McInerney Ciarán D, Oliver Phillip, Achinanya Ada, Horspool Michelle, Huddy Vyv, Burton Christopher
School of Medicine & Population Health, University of Sheffield, Sheffield, England.
Sheffield Health and Social Care NHS Foundation Trust, Sheffield, United Kingdom.
PLoS One. 2025 May 8;20(5):e0322771. doi: 10.1371/journal.pone.0322771. eCollection 2025.
The coded prevalence of complex mental health difficulties in electronic health records, such as personality disorder and dysthymia,is much lower than expected from population surveys. We aimed to identify features in primary care records that might be useful in promoting greater recognition of complex mental health difficulties.

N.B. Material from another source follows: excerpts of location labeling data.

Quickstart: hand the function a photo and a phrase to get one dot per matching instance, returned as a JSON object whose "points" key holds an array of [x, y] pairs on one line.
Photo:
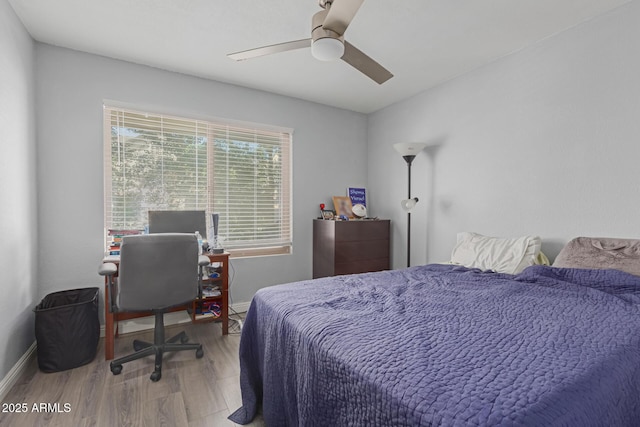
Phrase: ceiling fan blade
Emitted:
{"points": [[340, 15], [268, 50], [361, 62]]}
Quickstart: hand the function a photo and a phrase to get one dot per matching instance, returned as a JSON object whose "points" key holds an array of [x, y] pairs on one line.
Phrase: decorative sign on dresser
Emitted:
{"points": [[349, 247]]}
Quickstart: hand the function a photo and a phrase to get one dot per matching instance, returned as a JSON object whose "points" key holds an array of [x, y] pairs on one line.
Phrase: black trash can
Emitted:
{"points": [[67, 329]]}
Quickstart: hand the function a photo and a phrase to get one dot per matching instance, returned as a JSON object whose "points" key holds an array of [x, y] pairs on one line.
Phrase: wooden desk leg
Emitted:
{"points": [[108, 326], [225, 316]]}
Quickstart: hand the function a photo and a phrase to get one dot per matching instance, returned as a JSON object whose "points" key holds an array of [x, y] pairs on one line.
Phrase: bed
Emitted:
{"points": [[445, 345]]}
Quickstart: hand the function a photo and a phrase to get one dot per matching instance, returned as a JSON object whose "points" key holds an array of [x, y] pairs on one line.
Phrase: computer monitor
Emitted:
{"points": [[177, 222]]}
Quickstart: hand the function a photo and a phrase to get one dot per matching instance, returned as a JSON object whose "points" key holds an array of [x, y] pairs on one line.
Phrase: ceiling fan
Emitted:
{"points": [[327, 40]]}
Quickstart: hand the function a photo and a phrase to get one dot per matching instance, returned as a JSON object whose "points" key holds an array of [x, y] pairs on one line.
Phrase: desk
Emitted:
{"points": [[111, 319]]}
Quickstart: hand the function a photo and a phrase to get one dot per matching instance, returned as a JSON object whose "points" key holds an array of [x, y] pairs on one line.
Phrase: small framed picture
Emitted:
{"points": [[342, 205], [328, 214]]}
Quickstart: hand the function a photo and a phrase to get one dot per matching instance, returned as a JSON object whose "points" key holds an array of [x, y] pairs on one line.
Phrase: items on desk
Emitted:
{"points": [[116, 239]]}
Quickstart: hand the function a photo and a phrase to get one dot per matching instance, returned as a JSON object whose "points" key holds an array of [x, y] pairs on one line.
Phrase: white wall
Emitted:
{"points": [[18, 286], [329, 154], [544, 141]]}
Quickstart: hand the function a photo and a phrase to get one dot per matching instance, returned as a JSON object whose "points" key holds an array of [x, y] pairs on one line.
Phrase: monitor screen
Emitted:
{"points": [[177, 222]]}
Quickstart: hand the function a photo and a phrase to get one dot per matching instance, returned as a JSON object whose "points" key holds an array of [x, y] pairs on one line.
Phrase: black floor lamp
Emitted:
{"points": [[409, 151]]}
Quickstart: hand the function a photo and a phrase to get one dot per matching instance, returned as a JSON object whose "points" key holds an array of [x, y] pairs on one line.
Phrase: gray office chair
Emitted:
{"points": [[156, 272]]}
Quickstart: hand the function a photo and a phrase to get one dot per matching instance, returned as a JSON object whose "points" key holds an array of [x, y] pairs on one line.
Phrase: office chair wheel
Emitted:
{"points": [[156, 375], [138, 345]]}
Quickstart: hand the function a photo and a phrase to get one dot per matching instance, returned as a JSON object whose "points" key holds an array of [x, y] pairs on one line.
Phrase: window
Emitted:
{"points": [[159, 162]]}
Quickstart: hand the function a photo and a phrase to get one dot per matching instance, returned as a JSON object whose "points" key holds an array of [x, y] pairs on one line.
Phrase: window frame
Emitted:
{"points": [[283, 244]]}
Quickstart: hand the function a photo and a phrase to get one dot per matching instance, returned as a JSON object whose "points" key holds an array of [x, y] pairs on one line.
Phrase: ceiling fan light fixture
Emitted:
{"points": [[327, 49]]}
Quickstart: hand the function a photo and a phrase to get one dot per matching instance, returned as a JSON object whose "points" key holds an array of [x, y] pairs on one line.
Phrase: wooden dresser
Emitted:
{"points": [[348, 247]]}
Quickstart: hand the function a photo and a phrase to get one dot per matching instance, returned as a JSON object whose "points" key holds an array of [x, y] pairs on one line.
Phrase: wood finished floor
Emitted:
{"points": [[192, 392]]}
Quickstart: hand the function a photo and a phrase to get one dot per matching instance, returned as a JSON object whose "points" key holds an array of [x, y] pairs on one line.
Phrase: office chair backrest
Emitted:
{"points": [[157, 271]]}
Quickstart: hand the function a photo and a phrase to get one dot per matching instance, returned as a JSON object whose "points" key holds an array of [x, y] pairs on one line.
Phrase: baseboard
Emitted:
{"points": [[14, 374], [146, 323]]}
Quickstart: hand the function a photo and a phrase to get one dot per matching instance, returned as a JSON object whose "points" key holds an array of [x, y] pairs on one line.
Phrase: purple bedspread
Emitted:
{"points": [[445, 345]]}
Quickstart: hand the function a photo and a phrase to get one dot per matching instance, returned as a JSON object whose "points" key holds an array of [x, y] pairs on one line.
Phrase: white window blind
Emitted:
{"points": [[160, 162]]}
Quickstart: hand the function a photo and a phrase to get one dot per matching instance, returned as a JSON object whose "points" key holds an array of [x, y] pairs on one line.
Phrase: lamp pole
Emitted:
{"points": [[409, 159], [408, 151]]}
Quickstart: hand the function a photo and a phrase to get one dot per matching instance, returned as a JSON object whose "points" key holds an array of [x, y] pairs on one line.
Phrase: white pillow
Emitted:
{"points": [[502, 255]]}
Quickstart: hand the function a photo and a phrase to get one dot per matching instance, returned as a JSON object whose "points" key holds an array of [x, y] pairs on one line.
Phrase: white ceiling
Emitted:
{"points": [[422, 42]]}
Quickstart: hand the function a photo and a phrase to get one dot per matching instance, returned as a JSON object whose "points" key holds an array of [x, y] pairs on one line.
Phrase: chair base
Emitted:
{"points": [[157, 348]]}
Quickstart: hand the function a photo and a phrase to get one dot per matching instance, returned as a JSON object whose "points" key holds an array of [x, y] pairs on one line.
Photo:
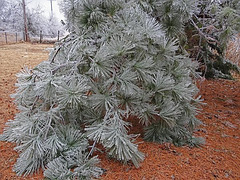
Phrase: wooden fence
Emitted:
{"points": [[7, 37]]}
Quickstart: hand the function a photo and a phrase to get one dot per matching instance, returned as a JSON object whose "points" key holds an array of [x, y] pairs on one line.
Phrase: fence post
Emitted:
{"points": [[58, 35], [6, 37], [40, 37]]}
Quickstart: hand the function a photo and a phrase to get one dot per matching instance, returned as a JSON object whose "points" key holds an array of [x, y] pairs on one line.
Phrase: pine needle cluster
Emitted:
{"points": [[121, 59]]}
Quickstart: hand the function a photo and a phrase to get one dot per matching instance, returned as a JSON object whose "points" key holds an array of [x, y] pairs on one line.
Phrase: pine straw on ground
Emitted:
{"points": [[219, 158]]}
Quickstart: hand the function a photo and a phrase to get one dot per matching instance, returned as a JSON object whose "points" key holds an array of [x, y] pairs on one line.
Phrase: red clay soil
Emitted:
{"points": [[219, 158]]}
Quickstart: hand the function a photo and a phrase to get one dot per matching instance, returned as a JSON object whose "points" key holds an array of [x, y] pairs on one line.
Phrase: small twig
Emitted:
{"points": [[55, 54], [91, 151], [202, 34], [34, 103]]}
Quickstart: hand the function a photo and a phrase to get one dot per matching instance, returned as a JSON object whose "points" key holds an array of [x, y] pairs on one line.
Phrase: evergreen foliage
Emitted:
{"points": [[121, 59]]}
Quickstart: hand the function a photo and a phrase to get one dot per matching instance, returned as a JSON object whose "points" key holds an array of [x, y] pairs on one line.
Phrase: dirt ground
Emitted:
{"points": [[219, 158]]}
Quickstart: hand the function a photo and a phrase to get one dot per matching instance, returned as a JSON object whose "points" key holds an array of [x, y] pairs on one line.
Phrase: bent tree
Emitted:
{"points": [[121, 59]]}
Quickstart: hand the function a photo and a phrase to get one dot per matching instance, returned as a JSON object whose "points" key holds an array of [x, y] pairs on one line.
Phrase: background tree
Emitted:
{"points": [[11, 19]]}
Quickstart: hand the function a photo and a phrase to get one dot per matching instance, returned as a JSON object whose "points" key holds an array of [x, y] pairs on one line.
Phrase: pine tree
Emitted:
{"points": [[121, 59]]}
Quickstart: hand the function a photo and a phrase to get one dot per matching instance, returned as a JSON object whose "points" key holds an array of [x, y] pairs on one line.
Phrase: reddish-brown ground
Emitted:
{"points": [[219, 158]]}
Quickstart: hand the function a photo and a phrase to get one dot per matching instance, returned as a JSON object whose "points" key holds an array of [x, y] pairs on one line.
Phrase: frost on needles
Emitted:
{"points": [[118, 61]]}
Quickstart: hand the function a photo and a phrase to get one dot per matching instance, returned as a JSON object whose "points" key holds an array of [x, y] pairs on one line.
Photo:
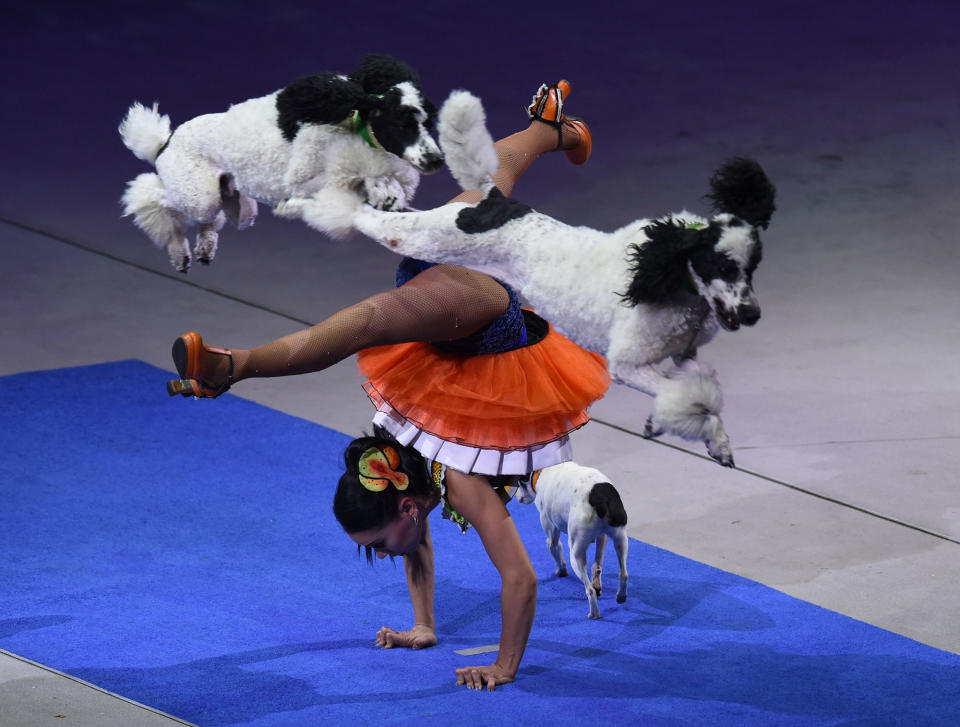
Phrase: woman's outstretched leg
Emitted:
{"points": [[442, 303], [550, 130]]}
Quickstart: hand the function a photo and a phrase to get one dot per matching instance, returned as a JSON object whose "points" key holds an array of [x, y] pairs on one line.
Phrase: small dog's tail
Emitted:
{"points": [[466, 142], [605, 499], [144, 131]]}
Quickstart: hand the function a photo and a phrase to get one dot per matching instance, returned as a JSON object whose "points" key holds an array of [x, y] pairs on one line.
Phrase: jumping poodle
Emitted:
{"points": [[646, 296], [325, 137]]}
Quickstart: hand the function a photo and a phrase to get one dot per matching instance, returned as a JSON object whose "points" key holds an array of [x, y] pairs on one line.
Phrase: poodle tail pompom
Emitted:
{"points": [[689, 406], [144, 131], [466, 142], [146, 199]]}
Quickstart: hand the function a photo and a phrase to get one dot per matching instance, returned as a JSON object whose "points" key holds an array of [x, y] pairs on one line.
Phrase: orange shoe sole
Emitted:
{"points": [[186, 354], [581, 152]]}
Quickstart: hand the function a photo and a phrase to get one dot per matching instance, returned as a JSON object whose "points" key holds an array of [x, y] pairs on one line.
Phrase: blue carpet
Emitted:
{"points": [[184, 554]]}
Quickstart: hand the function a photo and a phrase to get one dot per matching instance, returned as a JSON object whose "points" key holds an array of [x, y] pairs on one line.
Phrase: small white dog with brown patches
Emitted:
{"points": [[581, 502]]}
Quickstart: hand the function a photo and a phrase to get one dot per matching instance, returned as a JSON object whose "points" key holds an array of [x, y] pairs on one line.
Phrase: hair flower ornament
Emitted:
{"points": [[379, 467]]}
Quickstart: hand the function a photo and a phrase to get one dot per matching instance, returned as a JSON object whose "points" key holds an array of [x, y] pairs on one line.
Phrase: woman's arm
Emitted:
{"points": [[420, 578], [474, 498]]}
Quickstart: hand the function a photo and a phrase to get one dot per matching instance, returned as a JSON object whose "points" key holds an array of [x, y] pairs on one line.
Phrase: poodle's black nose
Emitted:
{"points": [[432, 163], [748, 314]]}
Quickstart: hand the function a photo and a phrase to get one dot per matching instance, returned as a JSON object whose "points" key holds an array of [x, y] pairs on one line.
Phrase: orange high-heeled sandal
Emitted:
{"points": [[188, 351], [547, 106]]}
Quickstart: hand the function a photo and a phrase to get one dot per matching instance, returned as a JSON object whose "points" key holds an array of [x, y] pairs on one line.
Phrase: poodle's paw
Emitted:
{"points": [[206, 247], [650, 430], [179, 254], [246, 213], [290, 209], [385, 193], [719, 448]]}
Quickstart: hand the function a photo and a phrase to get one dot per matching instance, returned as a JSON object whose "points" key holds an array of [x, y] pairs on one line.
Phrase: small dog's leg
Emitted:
{"points": [[620, 544], [597, 570], [578, 559], [554, 545]]}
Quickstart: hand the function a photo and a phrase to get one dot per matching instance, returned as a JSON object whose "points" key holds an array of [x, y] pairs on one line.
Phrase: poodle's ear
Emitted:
{"points": [[377, 73], [320, 98], [659, 266], [742, 188]]}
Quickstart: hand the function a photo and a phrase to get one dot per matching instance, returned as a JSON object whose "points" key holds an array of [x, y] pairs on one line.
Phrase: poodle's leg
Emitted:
{"points": [[578, 559], [620, 544], [385, 193], [687, 405], [146, 199], [554, 545], [597, 570], [205, 248], [241, 211]]}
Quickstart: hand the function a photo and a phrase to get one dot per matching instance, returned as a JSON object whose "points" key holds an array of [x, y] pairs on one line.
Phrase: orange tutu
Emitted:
{"points": [[528, 396]]}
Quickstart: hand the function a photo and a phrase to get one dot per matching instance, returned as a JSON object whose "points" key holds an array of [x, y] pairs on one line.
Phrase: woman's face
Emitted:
{"points": [[399, 536]]}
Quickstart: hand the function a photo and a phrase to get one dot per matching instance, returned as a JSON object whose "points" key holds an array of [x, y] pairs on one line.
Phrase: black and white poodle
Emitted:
{"points": [[325, 137], [646, 296]]}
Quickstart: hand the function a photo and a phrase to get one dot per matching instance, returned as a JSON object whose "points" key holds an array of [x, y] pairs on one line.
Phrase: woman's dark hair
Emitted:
{"points": [[356, 507]]}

We analysed Connected Bradford, an anonymised primary care database of approximately 1.15M citizens. We used multiple approaches to generate a large set of features representing multi-level collections of patient attributes across time and dimensions of healthcare. Feature sets included antecedent and concurrent problems (psychiatric, social and medical), patterns of prescription and service use and temporal stability of attendance. These were tested individually and in combination. We analysed the relationship between features and diagnostic codes using scaled mutual information. We identified 3,040 records satisfying our definition of complex mental health difficulties. This was 0.3% of the population compared to an expected prevalence of 3-5%. We generated >500,000 features. The most informative feature was count of unique psychiatric diagnoses. Other features were identified, including binary features (e.g., presence or absence of prescription for antipsychotic medication), continuous features (e.g., entropy of non-attendance) and counts of features (e.g., concerning behaviours such as self-harm & substance misuse). Several of these showed odds ratios >=5 or <=0.2 but low positive predictive value. We suggest this is due to the large number of "cases" being uncoded and, thus appearing as "controls".
Complex mental health difficulties are poorly coded. We demonstrated the feasibility of using information theoretic approaches to develop a large set of novel features in electronic health records. While these are currently insufficient for diagnosis, several can act as prompts to consider further diagnostic assessment.
电子健康记录中复杂心理健康问题(如人格障碍和心境恶劣)的编码患病率远低于人群调查预期。我们旨在确定初级保健记录中的特征,这些特征可能有助于提高对复杂心理健康问题的识别率。
我们分析了Connected Bradford,这是一个约115万市民的匿名初级保健数据库。我们使用多种方法生成了大量特征,这些特征代表了患者属性在时间和医疗维度上的多层次集合。特征集包括既往和并发问题(精神、社会和医疗方面)、处方和服务使用模式以及就诊的时间稳定性。这些特征分别进行了测试,并进行了组合测试。我们使用缩放互信息分析了特征与诊断代码之间的关系。我们确定了3040条符合我们对复杂心理健康问题定义的记录。这占总人口的0.3%,而预期患病率为3 - 5%。我们生成了超过50万个特征。最具信息量的特征是独特精神科诊断的数量。还确定了其他特征,包括二元特征(如是否有抗精神病药物处方)、连续特征(如未就诊的熵)和特征计数(如关于自伤和药物滥用等行为)。其中一些特征的优势比 >=5 或 <=0.2,但阳性预测值较低。我们认为这是由于大量“病例”未被编码,因此表现为“对照”。
复杂心理健康问题的编码情况不佳。我们证明了使用信息论方法在电子健康记录中开发大量新特征的可行性。虽然目前这些特征不足以用于诊断,但其中一些可以作为进一步诊断评估的提示。